Dalam suatu Tabel I-O, input antara dinilai dengan dua jenis harga. Input antara atas dasar harga pembeli menggunakan harga beli konsumen sebagai dasarnya. Dan dalam harga tersebut tentunya margin distribusi (keuntungan pedagang dan ongkos angkut) sudah termasuk di dalamnya. Sebaliknya input antara atas dasar harga produsen menggunakan harga pabrik sebgai dasarnya, yang tentunya margin distribusi tidak termasuk di dalamnya. Margin distribusi selanjutnya diperlukan sebagai input yang berasal dari sektor perdagangan dan angkutan.
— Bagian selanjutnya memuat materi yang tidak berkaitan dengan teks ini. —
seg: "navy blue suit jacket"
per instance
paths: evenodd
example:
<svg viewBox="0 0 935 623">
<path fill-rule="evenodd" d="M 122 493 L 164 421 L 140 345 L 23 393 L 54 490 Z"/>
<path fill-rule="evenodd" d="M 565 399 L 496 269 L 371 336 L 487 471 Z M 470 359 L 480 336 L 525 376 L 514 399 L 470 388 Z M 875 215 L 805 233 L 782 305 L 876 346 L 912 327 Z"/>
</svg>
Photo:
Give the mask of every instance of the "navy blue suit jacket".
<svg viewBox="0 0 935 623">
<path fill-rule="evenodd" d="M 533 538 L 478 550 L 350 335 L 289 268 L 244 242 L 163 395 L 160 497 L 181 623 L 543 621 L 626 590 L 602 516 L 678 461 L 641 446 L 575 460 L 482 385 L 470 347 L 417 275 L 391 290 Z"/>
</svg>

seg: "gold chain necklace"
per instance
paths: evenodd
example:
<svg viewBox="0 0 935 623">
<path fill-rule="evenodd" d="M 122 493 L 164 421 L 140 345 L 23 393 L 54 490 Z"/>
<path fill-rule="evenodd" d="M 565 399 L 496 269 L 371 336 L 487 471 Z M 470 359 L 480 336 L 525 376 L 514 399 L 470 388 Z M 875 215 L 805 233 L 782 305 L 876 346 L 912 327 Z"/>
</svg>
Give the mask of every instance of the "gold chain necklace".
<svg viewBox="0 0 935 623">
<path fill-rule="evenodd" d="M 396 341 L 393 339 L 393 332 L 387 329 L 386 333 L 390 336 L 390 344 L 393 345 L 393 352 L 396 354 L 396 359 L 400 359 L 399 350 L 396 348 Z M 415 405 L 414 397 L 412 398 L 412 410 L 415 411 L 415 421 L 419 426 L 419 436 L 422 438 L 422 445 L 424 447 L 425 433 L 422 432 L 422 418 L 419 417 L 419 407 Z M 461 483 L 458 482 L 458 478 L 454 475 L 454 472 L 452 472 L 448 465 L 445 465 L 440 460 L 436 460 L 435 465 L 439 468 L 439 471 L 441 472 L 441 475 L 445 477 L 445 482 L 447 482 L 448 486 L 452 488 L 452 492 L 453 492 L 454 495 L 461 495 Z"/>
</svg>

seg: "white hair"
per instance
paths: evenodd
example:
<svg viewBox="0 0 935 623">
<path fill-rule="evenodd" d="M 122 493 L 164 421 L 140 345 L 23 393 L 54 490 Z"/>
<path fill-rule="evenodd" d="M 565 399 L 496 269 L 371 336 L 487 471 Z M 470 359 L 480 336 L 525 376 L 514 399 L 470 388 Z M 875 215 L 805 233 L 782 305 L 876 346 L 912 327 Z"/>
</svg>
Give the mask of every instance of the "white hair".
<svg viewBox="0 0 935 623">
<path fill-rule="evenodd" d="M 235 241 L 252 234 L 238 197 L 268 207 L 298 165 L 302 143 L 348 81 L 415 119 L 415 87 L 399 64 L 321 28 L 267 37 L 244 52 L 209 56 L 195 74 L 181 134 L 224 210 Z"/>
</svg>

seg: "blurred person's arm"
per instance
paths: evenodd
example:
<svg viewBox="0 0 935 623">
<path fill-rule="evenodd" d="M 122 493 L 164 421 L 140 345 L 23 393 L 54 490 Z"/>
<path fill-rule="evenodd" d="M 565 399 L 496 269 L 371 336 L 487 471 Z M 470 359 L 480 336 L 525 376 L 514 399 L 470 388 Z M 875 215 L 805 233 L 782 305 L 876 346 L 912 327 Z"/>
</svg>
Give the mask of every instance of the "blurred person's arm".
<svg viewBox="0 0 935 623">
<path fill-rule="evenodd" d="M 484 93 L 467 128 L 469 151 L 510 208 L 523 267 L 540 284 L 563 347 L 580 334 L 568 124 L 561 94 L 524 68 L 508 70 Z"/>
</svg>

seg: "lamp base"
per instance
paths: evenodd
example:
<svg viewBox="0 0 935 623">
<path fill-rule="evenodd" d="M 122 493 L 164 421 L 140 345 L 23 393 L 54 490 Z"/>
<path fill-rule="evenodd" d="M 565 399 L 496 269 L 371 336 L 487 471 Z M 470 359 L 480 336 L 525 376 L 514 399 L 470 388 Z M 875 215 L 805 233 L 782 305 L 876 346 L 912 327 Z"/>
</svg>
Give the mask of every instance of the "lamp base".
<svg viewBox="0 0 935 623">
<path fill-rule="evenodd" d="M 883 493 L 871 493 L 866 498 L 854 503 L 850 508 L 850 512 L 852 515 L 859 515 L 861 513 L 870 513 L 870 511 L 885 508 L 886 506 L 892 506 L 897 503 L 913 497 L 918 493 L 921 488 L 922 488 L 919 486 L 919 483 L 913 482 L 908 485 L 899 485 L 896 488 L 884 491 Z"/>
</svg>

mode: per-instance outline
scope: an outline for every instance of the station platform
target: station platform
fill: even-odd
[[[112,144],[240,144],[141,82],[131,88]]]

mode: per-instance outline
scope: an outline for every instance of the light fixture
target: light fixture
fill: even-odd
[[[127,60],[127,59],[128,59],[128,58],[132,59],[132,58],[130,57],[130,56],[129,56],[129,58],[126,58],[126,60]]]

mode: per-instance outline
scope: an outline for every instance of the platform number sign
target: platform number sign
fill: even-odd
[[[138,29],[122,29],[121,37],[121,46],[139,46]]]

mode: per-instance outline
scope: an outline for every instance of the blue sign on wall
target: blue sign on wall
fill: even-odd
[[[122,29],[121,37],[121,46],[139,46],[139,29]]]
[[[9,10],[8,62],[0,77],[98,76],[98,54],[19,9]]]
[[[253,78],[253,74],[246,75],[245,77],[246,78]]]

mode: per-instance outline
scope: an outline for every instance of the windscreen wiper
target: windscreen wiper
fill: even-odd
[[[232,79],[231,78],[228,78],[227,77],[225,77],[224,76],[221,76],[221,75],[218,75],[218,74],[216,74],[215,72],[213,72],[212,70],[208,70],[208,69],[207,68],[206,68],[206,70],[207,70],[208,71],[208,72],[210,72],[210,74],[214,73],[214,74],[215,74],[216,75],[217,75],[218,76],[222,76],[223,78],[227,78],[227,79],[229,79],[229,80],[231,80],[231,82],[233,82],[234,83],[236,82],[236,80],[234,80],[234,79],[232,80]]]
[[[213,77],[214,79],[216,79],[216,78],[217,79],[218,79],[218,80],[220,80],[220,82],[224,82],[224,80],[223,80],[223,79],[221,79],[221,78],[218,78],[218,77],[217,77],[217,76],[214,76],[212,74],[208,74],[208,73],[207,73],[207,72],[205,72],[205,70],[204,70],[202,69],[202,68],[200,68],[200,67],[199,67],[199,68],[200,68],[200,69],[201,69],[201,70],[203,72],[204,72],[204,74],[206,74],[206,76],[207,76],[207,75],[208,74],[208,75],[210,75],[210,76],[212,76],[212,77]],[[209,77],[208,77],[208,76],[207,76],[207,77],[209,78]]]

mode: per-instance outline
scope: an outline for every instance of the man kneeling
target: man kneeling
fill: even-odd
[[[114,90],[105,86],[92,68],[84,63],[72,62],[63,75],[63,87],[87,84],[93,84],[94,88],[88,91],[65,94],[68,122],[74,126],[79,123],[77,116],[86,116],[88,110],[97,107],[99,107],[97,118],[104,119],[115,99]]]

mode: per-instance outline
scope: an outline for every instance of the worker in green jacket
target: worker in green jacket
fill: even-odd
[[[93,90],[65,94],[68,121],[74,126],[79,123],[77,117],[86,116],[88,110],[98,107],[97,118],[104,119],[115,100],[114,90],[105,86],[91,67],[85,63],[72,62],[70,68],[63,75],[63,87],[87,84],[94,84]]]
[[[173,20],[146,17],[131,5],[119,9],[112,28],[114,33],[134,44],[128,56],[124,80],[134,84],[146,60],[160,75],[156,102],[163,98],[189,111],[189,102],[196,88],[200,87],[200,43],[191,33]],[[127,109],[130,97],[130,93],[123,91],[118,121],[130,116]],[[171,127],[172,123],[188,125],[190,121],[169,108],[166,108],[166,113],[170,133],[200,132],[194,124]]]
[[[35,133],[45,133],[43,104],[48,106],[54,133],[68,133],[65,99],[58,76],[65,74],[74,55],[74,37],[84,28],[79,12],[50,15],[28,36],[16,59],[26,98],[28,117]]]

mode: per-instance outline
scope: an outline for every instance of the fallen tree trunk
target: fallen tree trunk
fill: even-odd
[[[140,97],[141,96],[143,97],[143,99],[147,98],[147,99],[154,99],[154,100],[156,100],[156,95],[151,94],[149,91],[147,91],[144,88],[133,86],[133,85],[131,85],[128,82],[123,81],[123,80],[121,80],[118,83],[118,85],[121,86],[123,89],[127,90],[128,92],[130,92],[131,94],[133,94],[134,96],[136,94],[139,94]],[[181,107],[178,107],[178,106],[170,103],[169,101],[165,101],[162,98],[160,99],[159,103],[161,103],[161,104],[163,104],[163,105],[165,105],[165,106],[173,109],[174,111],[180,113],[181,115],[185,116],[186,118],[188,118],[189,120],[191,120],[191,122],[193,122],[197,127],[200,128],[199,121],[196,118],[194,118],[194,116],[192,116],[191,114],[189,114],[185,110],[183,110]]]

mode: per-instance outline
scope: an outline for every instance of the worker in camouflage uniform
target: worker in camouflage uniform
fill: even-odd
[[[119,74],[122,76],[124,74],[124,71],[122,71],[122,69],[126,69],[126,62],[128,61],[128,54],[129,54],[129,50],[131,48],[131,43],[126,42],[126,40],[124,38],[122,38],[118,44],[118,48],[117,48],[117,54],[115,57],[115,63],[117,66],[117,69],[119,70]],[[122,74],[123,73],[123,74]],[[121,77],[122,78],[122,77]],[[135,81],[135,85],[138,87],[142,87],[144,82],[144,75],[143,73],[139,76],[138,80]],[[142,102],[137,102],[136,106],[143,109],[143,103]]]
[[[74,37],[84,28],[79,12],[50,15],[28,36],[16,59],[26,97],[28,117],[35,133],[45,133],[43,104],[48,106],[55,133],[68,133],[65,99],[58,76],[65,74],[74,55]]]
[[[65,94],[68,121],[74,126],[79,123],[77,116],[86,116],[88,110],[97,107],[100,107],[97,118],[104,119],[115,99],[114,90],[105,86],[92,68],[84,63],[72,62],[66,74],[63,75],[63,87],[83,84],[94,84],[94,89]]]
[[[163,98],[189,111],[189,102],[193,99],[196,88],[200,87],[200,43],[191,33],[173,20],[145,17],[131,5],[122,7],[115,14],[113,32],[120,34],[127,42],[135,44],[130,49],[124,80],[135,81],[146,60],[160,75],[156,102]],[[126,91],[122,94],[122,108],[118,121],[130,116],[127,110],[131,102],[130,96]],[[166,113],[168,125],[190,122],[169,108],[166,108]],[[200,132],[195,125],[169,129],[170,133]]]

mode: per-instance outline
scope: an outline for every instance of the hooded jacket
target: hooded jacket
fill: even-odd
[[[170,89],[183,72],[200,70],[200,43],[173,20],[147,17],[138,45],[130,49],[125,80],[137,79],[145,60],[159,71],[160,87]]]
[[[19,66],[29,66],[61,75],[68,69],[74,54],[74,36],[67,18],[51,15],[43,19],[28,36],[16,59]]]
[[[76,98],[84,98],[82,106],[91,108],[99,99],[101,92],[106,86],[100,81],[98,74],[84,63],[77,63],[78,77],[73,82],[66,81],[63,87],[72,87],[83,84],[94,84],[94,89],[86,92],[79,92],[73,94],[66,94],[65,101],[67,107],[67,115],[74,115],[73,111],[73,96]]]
Input antara juga sebenarnya mencakup dua komponen, komponen input yang berasal dari produksi suatu wilayah/daerah sendiri dan komponen impor (dari kota lain dan luar negeri). Oleh karena itu suatu Tabel I-O yang ingin menggambarkan secara langsung hubungan produksi domestik dengan berbagai sektor pemakai, harus memisahkan komponen impor dari setiap unit antara. Dalam model I-O, analisis dengan menggunakan input antara domestik lebih sering dipakai.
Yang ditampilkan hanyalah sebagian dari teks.